Primary LanguageJupyter NotebookApache License 2.0Apache-2.0

Gender inequality and self-publication are common among academic editors

DOI

As per our agreement with Elsevier, the anonymity of the editors and journals included in our analysis should be preserved (see the file "NYU Abu Dhabi Elsevier Agreement"). As such, we cannot share the full dataset analyzed in the manuscript. We are nonetheless willing to share the code we used to collect and analyze data, along with a step-by-step guide focusing on an arbitrary journal as an example. Additionally, we include the data (anonymized) and code necessary to reproduce the figures.

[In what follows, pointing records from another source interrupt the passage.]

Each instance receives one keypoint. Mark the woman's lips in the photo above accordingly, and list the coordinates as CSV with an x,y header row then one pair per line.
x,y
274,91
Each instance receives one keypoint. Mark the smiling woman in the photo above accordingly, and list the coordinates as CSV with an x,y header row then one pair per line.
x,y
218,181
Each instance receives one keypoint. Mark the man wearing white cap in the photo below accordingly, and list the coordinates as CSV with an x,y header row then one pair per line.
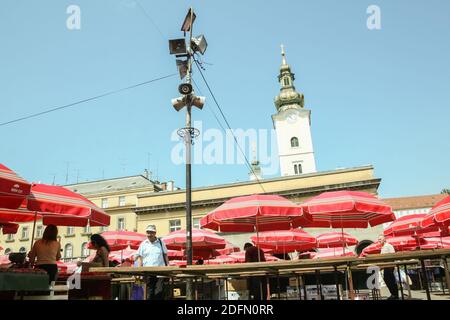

This code repository is organized in the following way:

  • Utility functions and complicated objects can be found in src/
  • Code related to data collection and data cleaning can be found in data_collection/
  • Code related to each figure can be found in directories figure_1/ to figure_4/. For each of these, code is divided into three stages:
    • Analysis: The code we use to process and aggregate data; can be executed on the sample set of editors;
    • Anonymizing: anonymize the aggregated data on all editors analyzed from the previous step;
    • Plot: generate plots using the aggregated data;
  • Raw and processed data, as well as data schema, are stored in data/;
  • Figures are stored in figure/.

The code to anonymize the actual data is shared for transparency, but this code cannot be executed since its input consists of de-anonymized data that we cannot share due to our agreement with Elsevier. All other notebooks can be executed given that all prerequisites are met. More specifically, this code repository includes:

  1. A sample of editorial information pages from an arbitrary journal published by Elsevier;
  2. Code to extract and identify editorial board members in Microsoft Academic Graph (MAG); for your convenience, we provided a sample of MAG related to the sample of editors we provide; the full MAG data can be downloaded here;
  3. Code to retrieve the publication, citation, discipline, etc. of identified editors;
  4. Code to find matched scientists comparable to editors;
  5. Code to classify normal, questionable, and suspicious editors;
  6. Code to run the randomized baseline model;
  7. A subset of MAG that is necessary for the aforementioned tasks;

Reproducing results

In order to reproduce our results, the following is needed:

  1. A subscription to Elsevier;
  2. Formal permission from Elsevier before proceeding with any form of data collection (see our letter of terms and agreement from Elsevier).

System requirements

The project was created and executed on the NYU High Performance Computing (HPC) cluster Greene with computing jobs utilizing at most 499GB of memory. The code in this repo can run on any commercial laptop with at least 8GB of memory, and is tested on a 2017 MacBook Air (macOS Catalina).

Environment

  • Python 3.8.5

Python libraries:

  • pandas 1.2.0
  • numpy 1.19.2
  • scipy 1.7.4
  • matplotlib 3.3.2
  • scikit-learn 0.24.2
  • pycountry 20.7.3
  • fuzzywuzzy 0.18.0
  • beautifulsoup4 4.9.3
  • Unidecode 1.3.1

Install all libraries with pip: pip install -r requirements.txt.